Since the present study was carried out among participants of a phase III human papillomavirus (HPV) vaccination trial, which aims at following the efficacy of a vaccine against the HPV virus and the later development of cervical carcinoma, representativeness of our sample is limited even if the invitation was population-based. The subjects had volunteered to participate in the vaccination trial as well as in our study on eating behaviour. Thus, these young females are a selected group, likely to be more health conscious than their peers among the general population. On the other hand, an ongoing questionnaire study with 4 438 respondents found that the young women who participated in the HPV vaccination trial did not differ significantly from young women who did not participate, regarding certain measures of living conditions and quality of life (e.g. physical functioning and well being, emotional wellbeing, social functioning, life habits and sexual health) (Woodhall et al., unpublished data). Therefore, all in all, the phase III HPV vaccination trial provided a unique opportunity for us to attain a large and representative sample of young females from different parts of Finland. For example, well-organised weight and height measurements of the nearly three thousand subjects by professional nurses – instead of having to settle with self-reported weight data – would hardly have been possible without the organisation of the HPV vaccination trial.

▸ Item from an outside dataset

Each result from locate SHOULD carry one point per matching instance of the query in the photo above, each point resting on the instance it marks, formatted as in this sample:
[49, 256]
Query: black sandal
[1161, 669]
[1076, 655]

We also slightly modified one of the items of the original TFEQ-R18 questionnaire. The question "When I smell a sizzling steak or a juicy piece of meat, I find it very difficult to keep from eating, even if I have just finished a meal." (item 1) was replaced with "When I smell a delicious food, I find it very difficult to keep from eating, even if I have just finished a meal." The item is supposed to measure the tendency to uncontrolled eating in the absence of hunger, when tempted by external stimuli. In the Finnish culture, steaks and meat are not necessarily considered the most desired foods – definitely not among girls and young women. Steaks are thus a poor example of a tempting food in this population, and the original item needed to be changed in order for it to produce valid responses. The data we gathered using the TFEQ-R18 behaved in the analyses in a very similar manner when compared to earlier analyses of TFEQ-R18 data [6,8,18], suggesting that the instrument was valid despite the slight modification of one of the eighteen items.

Conclusion

As the construct validity of the TFEQ-R18 appeared to be good in this sample of young Finnish females with a varying range of body weights, usability of the instrument as a measure of eating behaviour was corroborated. Connections of the three factors of the questionnaire with body weight were in accordance with previous findings: higher levels of cognitive restraint and emotional eating were associated with higher BMI. Our results suggest that the TFEQ-R18 is a psychometrically sound and valid measure of the tendencies of cognitive restraint, uncontrolled eating and emotional eating also in Finland, at least among adolescent and young adult females.

Competing interests

The authors declare that they have no competing interests.

Authors' contributions

All authors approved the submission of this paper. SA wrote the first draft of the manuscript and it was revised by all eight authors. SA, SK, MTS, PL and AR conceptualized and designed the study. JE designed and conducted the statistical analyses. TE, as the coordinator of the human papillomavirus vaccination trial (HPV 008), organized the recruitment of study participants and data collection of this study. ML, the principal investigator of the HPV 008 trial, contributed to the design of the study, and critical drafting of the manuscript. All authors have read and approved the final manuscript.

Acknowledgements

This study was financially supported by the Juho Vainio Foundation and Competitive Research Funding of the Pirkanmaa Hospital District, Tampere University Hospital.